Du coup, la narrative passe au second plan et le “centre” exige que l’on rentre dans les rangs. Ce n’est pas le genre d’une personnalité aussi brutale que celle de Netanyahou, entouré d’une équipe aussi extrémiste sinon plus extrémiste que lui. Ce n’est pas le genre de BHO, qui s’est coulé parfaitement dans cette position de représentant suprême du système, d’accepter qu’on grogne dans les rangs après les avertissements de cesser de grogner, et il le fait savoir avec d’autant plus de brutalité qu’il a la certitude d’être parfaitement à sa place, dans son droit, et donc justifié d’user de toutes les prérogatives, jusqu’aux plus brutales effectivement, de son autorité.
Si l’incident de la Maison-Blanche était isolé et un peu contraire au climat général, on dirait qu’il n’aurait aucune conséquence. Mais c’est le contraire. Il marque le paroxysme spectaculaire d’un changement d’humeur du système washingtonien à l’égard d’Israël. On ne dira pas que BHO l’a calculé délibérément, car le président US semble doté d’un solide tempérament qui, derrière son calme et son détachement apparents, est capable de faire suivre une attitude brutale et comminatoire qui n’a pas besoin d’être calculée. Quoi qu’il en soit, et à cause du contexte, l’incident a une réelle importance parce qu’il accélère la dégradation des relations USA-Israël en y introduisant un facteur personnel qui, dans ce cas, prend une importance très grande. Si BHO ne veut plus parler à Bibi, si Bibi hait BHO d’une haine corse (pour rester dans les normes acceptables de l’identification des choses), c’est un facteur extrêmement important dans une situation qui est plutôt celle de l’affrontement entre les deux structures bureaucratiques, de sécurité nationale et autres des deux alliés. Dans ce cas, si effectivement un tel incident ne fait pas à lui seul une politique, il peut jouer un rôle puissant de renforcement explosif de cette politique.

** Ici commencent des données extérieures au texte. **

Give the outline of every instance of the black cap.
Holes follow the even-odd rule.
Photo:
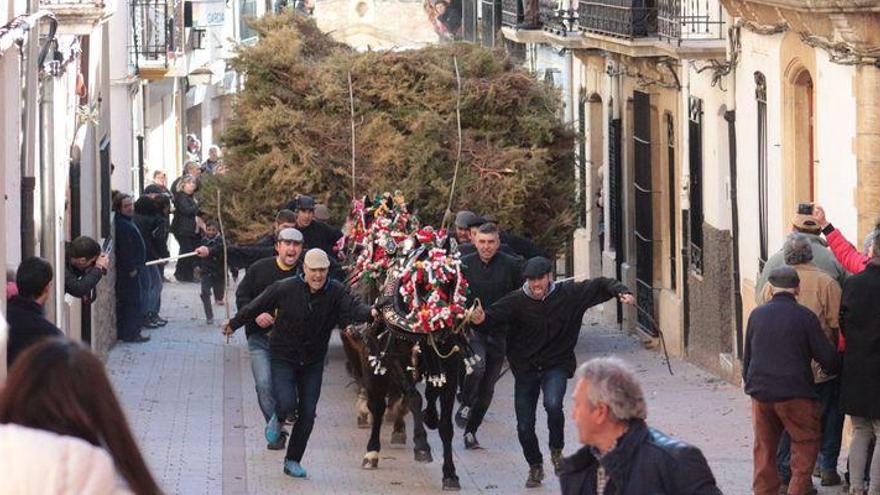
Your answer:
[[[455,226],[461,229],[466,229],[471,226],[471,221],[473,221],[474,218],[477,218],[476,213],[468,210],[461,210],[455,215]]]
[[[474,218],[472,218],[471,221],[468,222],[468,228],[471,229],[474,227],[479,227],[480,225],[483,225],[484,223],[486,223],[485,218],[483,218],[479,215],[474,215]]]
[[[523,267],[523,277],[541,278],[551,271],[553,271],[552,261],[543,256],[535,256],[526,261],[526,266]]]
[[[796,289],[801,284],[797,271],[788,265],[774,268],[768,278],[770,285],[778,289]]]
[[[314,210],[315,209],[315,198],[313,198],[311,196],[306,196],[305,194],[296,198],[296,209],[297,210]]]

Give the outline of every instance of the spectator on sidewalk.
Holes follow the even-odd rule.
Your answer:
[[[303,194],[288,203],[286,208],[296,213],[295,227],[303,235],[303,248],[318,248],[333,257],[333,248],[342,237],[342,231],[315,220],[315,206],[314,198]]]
[[[177,239],[180,246],[178,254],[192,252],[196,248],[199,239],[197,217],[199,214],[199,202],[196,200],[196,179],[183,177],[174,193],[174,220],[171,221],[171,233]],[[179,282],[195,282],[193,269],[195,260],[183,258],[177,260],[174,269],[174,278]]]
[[[18,286],[15,285],[15,268],[6,269],[6,300],[18,295]]]
[[[378,314],[352,297],[342,283],[330,280],[329,269],[327,253],[309,250],[303,260],[302,277],[273,283],[223,327],[223,333],[231,335],[261,314],[276,312],[269,348],[277,404],[265,433],[266,441],[277,442],[284,419],[297,413],[284,457],[284,473],[294,478],[306,477],[301,462],[315,424],[333,328],[367,322]]]
[[[822,227],[814,217],[816,208],[814,207],[813,215],[796,214],[791,219],[792,232],[804,235],[809,241],[813,250],[813,264],[817,268],[827,273],[833,278],[839,286],[843,286],[846,280],[846,270],[837,262],[834,254],[828,249],[828,244],[822,239]],[[758,274],[758,282],[755,284],[755,299],[760,299],[764,291],[764,285],[767,283],[767,277],[770,272],[785,264],[785,254],[782,249],[774,253],[764,264],[764,269]]]
[[[617,358],[596,358],[577,373],[572,418],[584,444],[562,461],[562,495],[721,495],[700,449],[648,427],[635,374]]]
[[[475,330],[507,331],[507,360],[514,378],[516,431],[529,464],[526,488],[537,488],[544,480],[544,456],[535,434],[538,395],[544,394],[550,459],[557,474],[565,446],[565,415],[562,402],[565,387],[574,373],[574,348],[587,309],[609,299],[633,304],[630,290],[610,278],[582,282],[553,281],[553,263],[542,257],[526,262],[521,289],[499,299],[485,312],[474,313]],[[490,325],[481,325],[484,321]]]
[[[455,214],[455,240],[459,244],[471,242],[471,222],[477,219],[477,214],[469,210],[461,210]]]
[[[325,204],[317,204],[315,205],[315,220],[329,223],[330,222],[330,208],[327,208]]]
[[[855,246],[852,245],[843,234],[837,230],[831,222],[825,216],[825,209],[819,205],[816,205],[813,208],[813,217],[816,220],[816,223],[819,224],[822,228],[822,233],[825,235],[825,239],[828,240],[828,246],[831,248],[831,252],[834,253],[834,257],[837,258],[837,261],[843,265],[844,268],[849,270],[850,273],[861,273],[864,271],[865,267],[873,258],[872,249],[873,243],[870,246],[866,246],[865,252],[859,252]],[[869,234],[870,239],[876,239],[877,232],[880,231],[880,222],[874,227],[874,230],[871,234]],[[865,239],[866,244],[868,239]]]
[[[47,339],[24,352],[0,393],[0,425],[0,470],[18,467],[0,474],[0,493],[121,493],[117,474],[137,495],[161,493],[104,365],[81,344]]]
[[[852,492],[880,493],[880,453],[870,461],[870,487],[865,483],[871,440],[880,441],[880,238],[875,237],[865,269],[847,279],[840,304],[840,328],[846,337],[841,373],[840,405],[850,415],[853,438],[849,449]]]
[[[67,245],[64,263],[64,292],[91,304],[96,297],[98,282],[107,274],[110,257],[101,252],[101,245],[87,236],[79,236]]]
[[[199,182],[202,177],[202,168],[199,166],[198,162],[187,161],[183,164],[183,173],[171,183],[171,189],[169,192],[171,193],[172,198],[177,194],[177,191],[180,190],[180,183],[183,182],[183,179],[186,177],[192,177],[195,179],[196,188],[194,192],[198,192]]]
[[[18,265],[15,283],[18,295],[6,303],[6,320],[9,323],[9,343],[6,350],[6,364],[12,363],[28,347],[49,337],[63,337],[64,334],[46,319],[43,305],[52,294],[52,265],[48,261],[32,256]]]
[[[208,158],[202,162],[202,173],[208,175],[214,175],[217,173],[217,170],[222,166],[220,161],[220,147],[219,146],[211,146],[208,148]]]
[[[202,142],[195,134],[186,135],[186,148],[184,149],[186,159],[196,164],[202,161]]]
[[[277,256],[264,258],[248,268],[238,289],[235,291],[235,305],[244,308],[273,283],[302,274],[302,234],[293,228],[278,232],[275,242]],[[275,414],[275,399],[272,396],[272,369],[269,353],[269,334],[272,332],[275,317],[271,313],[260,313],[252,321],[245,322],[245,336],[251,355],[251,372],[257,389],[257,402],[266,423]],[[287,432],[282,431],[278,440],[269,443],[269,450],[281,450],[287,445]]]
[[[226,271],[223,267],[223,234],[220,232],[220,224],[214,220],[205,224],[205,235],[199,240],[199,247],[206,247],[209,251],[213,249],[217,253],[199,260],[202,271],[202,307],[205,308],[205,319],[210,325],[214,323],[211,291],[214,292],[214,300],[218,305],[226,303]]]
[[[805,306],[819,318],[822,331],[832,345],[837,345],[840,334],[840,286],[828,274],[812,264],[813,249],[810,239],[803,234],[793,233],[788,236],[783,246],[785,263],[798,274],[800,285],[795,297],[798,304]],[[773,297],[771,285],[764,286],[759,303],[763,304]],[[822,478],[822,486],[840,484],[837,473],[837,458],[840,456],[840,443],[843,440],[843,419],[840,412],[840,378],[826,373],[813,361],[813,379],[815,391],[819,396],[822,411],[822,446],[819,451],[818,465]],[[791,438],[788,432],[783,433],[779,442],[778,464],[783,484],[791,479],[789,468]]]
[[[144,194],[166,194],[171,196],[168,190],[168,176],[161,170],[153,172],[153,182],[144,188]]]
[[[170,256],[166,216],[169,208],[168,197],[159,194],[141,196],[134,202],[134,224],[144,238],[147,262]],[[145,266],[140,278],[144,290],[144,324],[148,328],[164,327],[168,324],[168,320],[159,316],[164,285],[163,266]]]
[[[233,278],[237,277],[238,270],[248,269],[253,263],[264,258],[275,257],[276,235],[284,229],[296,226],[296,214],[290,210],[278,210],[275,214],[275,225],[271,232],[264,235],[254,244],[227,244],[226,257]],[[196,248],[200,258],[220,256],[223,254],[223,246]],[[239,306],[241,307],[241,306]]]
[[[821,408],[812,360],[836,373],[839,356],[819,319],[795,299],[800,277],[790,266],[776,268],[768,283],[773,298],[749,316],[743,352],[745,392],[752,398],[756,495],[776,495],[782,484],[776,452],[783,429],[791,436],[788,493],[814,493],[810,478],[822,440]]]
[[[116,328],[119,340],[141,343],[150,340],[141,335],[144,319],[144,289],[138,274],[146,267],[147,248],[135,226],[134,201],[116,193],[113,197],[114,238],[116,241]]]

Comme la situation est très tendue; comme elle est déterminée par des exigences de l’un (les USA) que l’autre ne veut pas rencontrer; comme l’honneur du statut de superpuissance irrésistible des USA (du système) est engagé; comme la réaction d’Israël est de se durcir et de se réunir autour de Netanyahou au nom des principes qui sont eux parfaitement honorables de la souveraineté nationale, – nous voilà dans des conditions d’incompréhension et d’antagonisme parfaitement faites pour aggraver les conditions de la crise. Pire encore, – ou mieux selon ce qu’on en juge, – il s’agit de conditions qui peuvent devenir très vite incontrôlables par les deux acteurs. Il s’agit d’une occurrence où les circonstances, les humeurs, les réactions inattendues des uns et des autres, semblent créer des conditions où une dynamique politique, qui serait dans ce cas historique, pourrait dépasser les acteurs de la crise et les structures habituelles de leurs relations.
D’une façon générale, la relations extraordinaire de Washington et de Tel-Aviv, artificielle, pleine de situations souvent obscènes et grotesques, fondamentalement fabriquée pour les intérêts des uns et des autres, est contrôlée avec la plus extrême minutie par les deux acteurs. Cela s’impose, tant cette relation est contre nature, du point de vue d’une politique naturelle et juste. Aussi cette relation est-elle extraordinairement vulnérable à la possibilité d’une perte de contrôle d’elle-même par ses deux acteurs, et alors ouverte à des prolongements qui peuvent ressembler à une marche vers l’inconnu. Nous sommes à un moment où une telle situation est proche d’exister, avec le risque qu’elle se développe soudain.